Jayalalithaa targets Sun’s cable
>> Sunday, June 5, 2011
Chennai: Tamil Nadu chief minister J. Jayalalithaa stepped up her campaign against the Maran brothers with her government planning to revive a state-run cable television network and apparently threatening a forcible takeover of the business, something that could be a direct threat to Kalanithi Maran’s media empire.
“There has been overwhelming demand for the immediate revival of (state-owned) Arasu Cable TV Corp. Ltd for providing cable TV services at reasonable rates,” governor Surjit Singh Barnala said in his speech outlining the new government’s plans. “This government will revive its activities in the public interest and nationalize the private cable TV operations in the state without affecting the interest of the last-mile local cable operators.”
The cable TV business in the state is dominated by Sumangali Cable Vision, a unit of Maran’s Sun TV Network Ltd.
Barnala’s address to the Tamil Nadu assembly also included the announcement of a corruption inquiry in the construction of the new state secretariat, a part of a series of measures aimed at the outgoing administration. Jayalalithaa has abandoned that Mount Road complex, to which government offices were in the process of shifting, for the old assembly building at Fort St. George.
Jayalalithaa has called for action against Dayanidhi Maran, currently Union textile minister, over media reports of wrongdoing in second-generation (2G) spectrum allocation when he was telecom minister. He is a member of the Dravida Munnetra Kazhagam (DMK)-led by M. Karunanidhi that lost to Jayalalithaa’s All India Anna Dravida Munnetra Kazhagam (AIADMK) in the recent election. The Marans are also closely related to Karunanidhi.
A Sun TV executive said there was no way the state government could take over or “nationalize” the cable business.
“Cable industry is a central government subject governed by Telecom Regulatory Authority of India (Trai)” V.C. Unnikrishnan, chief financial officer of Sun TV, said in a phone interview on Thursday, ahead of the governor’s announcement. “The state government cannot nationalize cable because it is a central subject.”
Sumangali Cable Vision’s Vittal Sampath Kumar was not immediately reachable over the phone.

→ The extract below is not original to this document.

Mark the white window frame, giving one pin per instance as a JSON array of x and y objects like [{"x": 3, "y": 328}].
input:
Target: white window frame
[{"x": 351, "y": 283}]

The state government’s move may offer a second lease of life to Arasu, which was started three years ago by the DMK government when Karunanidhi was at loggerheads with the Marans. The government-supported network promised to be a cheaper alternative to subscribers but failed to take off as the Marans and Karunanidhi resolved their differences.
“More competition always helps,” said Timmy Kandhari, who leads PricewaterhouseCooper’s media and entertainment consulting arm in India. “People don’t shift (from one cable operator to another) overnight and if they do shift it will be at a much lower value. So who is going to sustain the losses?”
The governor said a retired high court judge will look into corruption allegations related to the new secretariat. The mammoth structure, with its manicured lawns on Chennai’s busy Mount Road, is estimated to have cost close to Rs1,000 crore.
“There have been allegations of excess and wasteful expenditure and deficiency in the standards of construction of the new secretariat building,” Barnala said. “Further work in the new secretariat complex will be stopped to facilitate this enquiry.”